Generalized Line Spectral Estimation via Convex Optimization

TL;DR

This paper introduces a convex optimization approach for generalized line spectral estimation, enabling accurate recovery of frequencies and amplitudes from severely undersampled linear measurements under certain conditions.

Contribution

It reformulates generalized spectral estimation as a sparse recovery problem over a continuous dictionary and proves perfect recovery with minimal observations.

Findings

Exact recovery of frequencies and amplitudes is possible under separation conditions.

The method works with a near-minimal number of measurements.
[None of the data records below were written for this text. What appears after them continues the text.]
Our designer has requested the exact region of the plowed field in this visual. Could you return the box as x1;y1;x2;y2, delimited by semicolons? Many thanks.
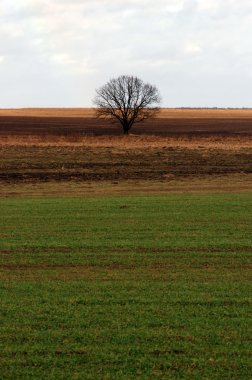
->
0;108;252;137
0;109;251;194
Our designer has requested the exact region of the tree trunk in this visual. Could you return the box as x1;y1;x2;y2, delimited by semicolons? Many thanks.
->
123;123;130;135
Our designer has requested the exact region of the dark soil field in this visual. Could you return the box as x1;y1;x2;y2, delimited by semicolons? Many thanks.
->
1;145;251;183
0;108;251;193
0;108;252;137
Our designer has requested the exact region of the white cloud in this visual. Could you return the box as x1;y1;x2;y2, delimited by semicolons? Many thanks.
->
51;54;78;66
197;0;220;14
50;53;95;74
0;0;252;107
184;43;202;55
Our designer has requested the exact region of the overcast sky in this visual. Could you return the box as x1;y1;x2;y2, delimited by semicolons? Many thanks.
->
1;0;252;108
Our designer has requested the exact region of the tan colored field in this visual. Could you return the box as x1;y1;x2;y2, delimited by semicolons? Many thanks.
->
0;175;252;197
0;108;96;118
1;134;252;150
1;107;252;118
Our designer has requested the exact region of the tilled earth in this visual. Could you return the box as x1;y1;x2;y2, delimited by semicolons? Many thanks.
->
0;115;252;136
1;145;251;182
1;111;252;184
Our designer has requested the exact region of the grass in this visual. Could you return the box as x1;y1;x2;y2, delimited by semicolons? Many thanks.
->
0;194;251;379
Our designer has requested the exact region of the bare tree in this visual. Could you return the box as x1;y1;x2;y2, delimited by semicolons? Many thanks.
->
93;75;161;134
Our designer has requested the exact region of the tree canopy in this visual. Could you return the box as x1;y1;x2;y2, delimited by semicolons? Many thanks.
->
93;75;161;134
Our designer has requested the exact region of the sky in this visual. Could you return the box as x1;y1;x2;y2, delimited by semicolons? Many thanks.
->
0;0;252;108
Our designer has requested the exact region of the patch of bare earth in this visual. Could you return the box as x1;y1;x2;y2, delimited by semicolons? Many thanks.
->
1;134;252;150
0;108;251;195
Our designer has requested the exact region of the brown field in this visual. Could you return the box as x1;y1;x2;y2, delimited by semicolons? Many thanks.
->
1;107;252;118
0;108;252;138
0;108;251;195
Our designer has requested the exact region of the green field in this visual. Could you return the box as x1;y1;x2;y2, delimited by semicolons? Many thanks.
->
0;194;251;379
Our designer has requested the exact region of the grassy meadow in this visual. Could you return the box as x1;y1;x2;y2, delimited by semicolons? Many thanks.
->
1;194;251;379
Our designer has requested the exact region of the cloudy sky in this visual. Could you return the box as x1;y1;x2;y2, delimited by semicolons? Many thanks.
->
1;0;252;108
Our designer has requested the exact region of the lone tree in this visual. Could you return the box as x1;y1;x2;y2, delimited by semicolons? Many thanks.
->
93;75;161;134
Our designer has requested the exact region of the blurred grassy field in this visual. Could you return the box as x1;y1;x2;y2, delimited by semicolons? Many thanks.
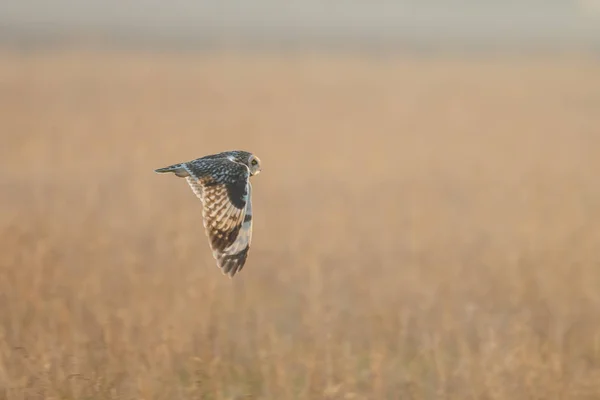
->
1;49;600;399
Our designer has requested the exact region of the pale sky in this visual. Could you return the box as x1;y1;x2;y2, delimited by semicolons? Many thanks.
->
0;0;598;47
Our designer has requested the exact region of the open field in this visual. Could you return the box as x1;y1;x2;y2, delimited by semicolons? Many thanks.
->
1;50;600;399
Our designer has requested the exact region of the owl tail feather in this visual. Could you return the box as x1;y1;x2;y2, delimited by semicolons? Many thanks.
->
154;163;190;178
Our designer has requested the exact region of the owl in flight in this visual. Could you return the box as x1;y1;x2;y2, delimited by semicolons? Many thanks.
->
155;150;261;278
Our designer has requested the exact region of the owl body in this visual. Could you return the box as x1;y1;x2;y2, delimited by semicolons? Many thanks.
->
155;150;261;277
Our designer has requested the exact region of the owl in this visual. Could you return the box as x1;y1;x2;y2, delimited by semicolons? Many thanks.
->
155;150;261;278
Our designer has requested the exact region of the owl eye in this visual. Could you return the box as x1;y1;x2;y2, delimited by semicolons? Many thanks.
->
251;159;258;166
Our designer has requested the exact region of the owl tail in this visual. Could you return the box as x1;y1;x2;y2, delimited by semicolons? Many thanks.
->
154;163;190;178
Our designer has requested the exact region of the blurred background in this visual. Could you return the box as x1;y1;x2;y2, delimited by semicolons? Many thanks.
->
2;0;600;51
1;1;600;399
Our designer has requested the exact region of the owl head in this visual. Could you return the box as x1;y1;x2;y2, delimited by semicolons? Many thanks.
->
226;150;262;176
247;154;262;176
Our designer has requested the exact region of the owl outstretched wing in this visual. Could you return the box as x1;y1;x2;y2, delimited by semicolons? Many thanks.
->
185;159;253;277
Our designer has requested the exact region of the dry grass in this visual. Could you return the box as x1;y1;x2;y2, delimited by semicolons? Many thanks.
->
1;49;600;399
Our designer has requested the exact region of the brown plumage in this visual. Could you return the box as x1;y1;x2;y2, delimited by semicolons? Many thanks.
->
155;150;261;277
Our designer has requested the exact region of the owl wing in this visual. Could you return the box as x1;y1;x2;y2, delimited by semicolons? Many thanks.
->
185;159;253;277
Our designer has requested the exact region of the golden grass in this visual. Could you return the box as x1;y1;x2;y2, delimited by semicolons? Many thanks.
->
1;49;600;399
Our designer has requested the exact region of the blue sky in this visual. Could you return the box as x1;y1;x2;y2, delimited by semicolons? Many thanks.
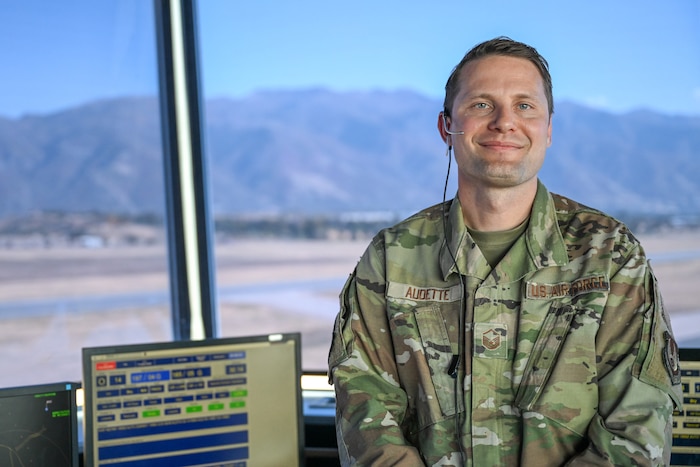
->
2;0;699;118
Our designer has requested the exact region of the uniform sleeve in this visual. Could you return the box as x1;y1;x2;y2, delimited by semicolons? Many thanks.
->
566;249;683;466
328;241;425;466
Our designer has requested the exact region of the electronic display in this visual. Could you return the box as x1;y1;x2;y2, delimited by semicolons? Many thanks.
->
672;348;700;466
82;333;303;467
0;381;80;466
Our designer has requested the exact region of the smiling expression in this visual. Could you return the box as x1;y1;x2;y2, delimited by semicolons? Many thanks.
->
441;54;553;191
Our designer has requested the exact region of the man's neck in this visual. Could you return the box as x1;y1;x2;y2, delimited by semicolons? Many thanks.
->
457;180;537;232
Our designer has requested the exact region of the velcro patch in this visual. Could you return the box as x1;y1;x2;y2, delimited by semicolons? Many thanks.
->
663;331;681;385
474;323;508;359
387;282;462;303
525;274;610;300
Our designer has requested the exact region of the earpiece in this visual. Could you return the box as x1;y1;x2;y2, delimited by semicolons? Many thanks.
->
442;113;464;136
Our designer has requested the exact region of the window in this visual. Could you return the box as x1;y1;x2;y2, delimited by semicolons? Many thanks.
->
0;1;169;386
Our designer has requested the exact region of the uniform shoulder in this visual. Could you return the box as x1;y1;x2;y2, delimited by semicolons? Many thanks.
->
370;200;449;249
550;191;642;251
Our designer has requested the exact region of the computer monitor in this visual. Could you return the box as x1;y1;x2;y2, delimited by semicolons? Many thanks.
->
82;333;304;467
0;381;80;466
672;348;700;466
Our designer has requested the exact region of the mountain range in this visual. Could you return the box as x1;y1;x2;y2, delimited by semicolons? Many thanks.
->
1;89;699;219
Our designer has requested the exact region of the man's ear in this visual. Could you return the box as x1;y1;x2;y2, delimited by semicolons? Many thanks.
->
438;111;450;145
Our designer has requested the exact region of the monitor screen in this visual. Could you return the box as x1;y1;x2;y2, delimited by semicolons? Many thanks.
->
672;348;700;466
0;381;80;466
82;333;304;467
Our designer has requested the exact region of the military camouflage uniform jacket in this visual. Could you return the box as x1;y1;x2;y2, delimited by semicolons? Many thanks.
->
329;181;683;466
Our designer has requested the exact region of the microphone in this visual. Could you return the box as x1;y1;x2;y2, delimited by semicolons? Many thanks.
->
447;355;460;377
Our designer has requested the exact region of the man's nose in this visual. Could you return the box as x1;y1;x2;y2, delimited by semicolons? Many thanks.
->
488;106;516;132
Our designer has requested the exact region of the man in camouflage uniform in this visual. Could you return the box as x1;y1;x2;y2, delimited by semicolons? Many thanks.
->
328;37;683;466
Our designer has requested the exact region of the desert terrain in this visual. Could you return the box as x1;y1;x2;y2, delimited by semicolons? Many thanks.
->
0;232;698;387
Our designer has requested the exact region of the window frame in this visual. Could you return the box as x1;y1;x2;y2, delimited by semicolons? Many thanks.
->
154;0;218;341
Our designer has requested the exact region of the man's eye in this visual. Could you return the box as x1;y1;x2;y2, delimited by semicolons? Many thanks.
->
474;103;489;109
518;103;532;110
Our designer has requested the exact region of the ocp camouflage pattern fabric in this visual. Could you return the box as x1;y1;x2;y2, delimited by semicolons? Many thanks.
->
329;180;683;466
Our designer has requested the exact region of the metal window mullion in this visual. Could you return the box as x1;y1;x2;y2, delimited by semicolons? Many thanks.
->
154;0;218;341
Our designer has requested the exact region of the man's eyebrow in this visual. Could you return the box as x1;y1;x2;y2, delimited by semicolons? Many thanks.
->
463;91;543;101
512;92;541;100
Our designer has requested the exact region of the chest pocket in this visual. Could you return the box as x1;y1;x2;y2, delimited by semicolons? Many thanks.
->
514;304;578;411
414;305;457;416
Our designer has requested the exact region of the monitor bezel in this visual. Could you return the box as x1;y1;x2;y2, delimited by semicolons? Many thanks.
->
679;347;700;362
81;333;304;467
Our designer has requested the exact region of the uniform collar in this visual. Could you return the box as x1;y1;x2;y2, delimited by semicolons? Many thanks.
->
525;180;569;269
439;180;569;280
439;196;470;280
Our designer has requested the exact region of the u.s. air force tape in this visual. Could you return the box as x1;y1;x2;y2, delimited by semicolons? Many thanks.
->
525;274;610;300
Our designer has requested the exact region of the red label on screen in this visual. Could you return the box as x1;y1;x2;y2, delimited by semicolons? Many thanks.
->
96;361;117;371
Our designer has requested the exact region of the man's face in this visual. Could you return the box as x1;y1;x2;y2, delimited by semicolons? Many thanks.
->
441;55;552;191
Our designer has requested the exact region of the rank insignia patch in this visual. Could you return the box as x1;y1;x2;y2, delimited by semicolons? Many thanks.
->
482;329;501;350
474;323;508;359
The approach applies to various practical imaging and signal processing scenarios.

Abstract

Line spectral estimation is the problem of recovering the frequencies and amplitudes of a mixture of a few sinusoids from equispaced samples. However, in a variety of signal processing problems arising in imaging, radar, and localization we do not have access directly to such equispaced samples. Rather we only observe a severely undersampled version of these observations through linear measurements. This paper is about such generalized line spectral estimation problems. We reformulate these problems as sparse signal recovery problems over a continuously indexed dictionary which can be solved via a convex program. We prove that the frequencies and amplitudes of the components of the mixture can be recovered perfectly from a near-minimal number of observations via this convex program. This result holds provided the frequencies are sufficiently separated, and the linear measurements obey natural conditions that are satisfied in a variety of applications.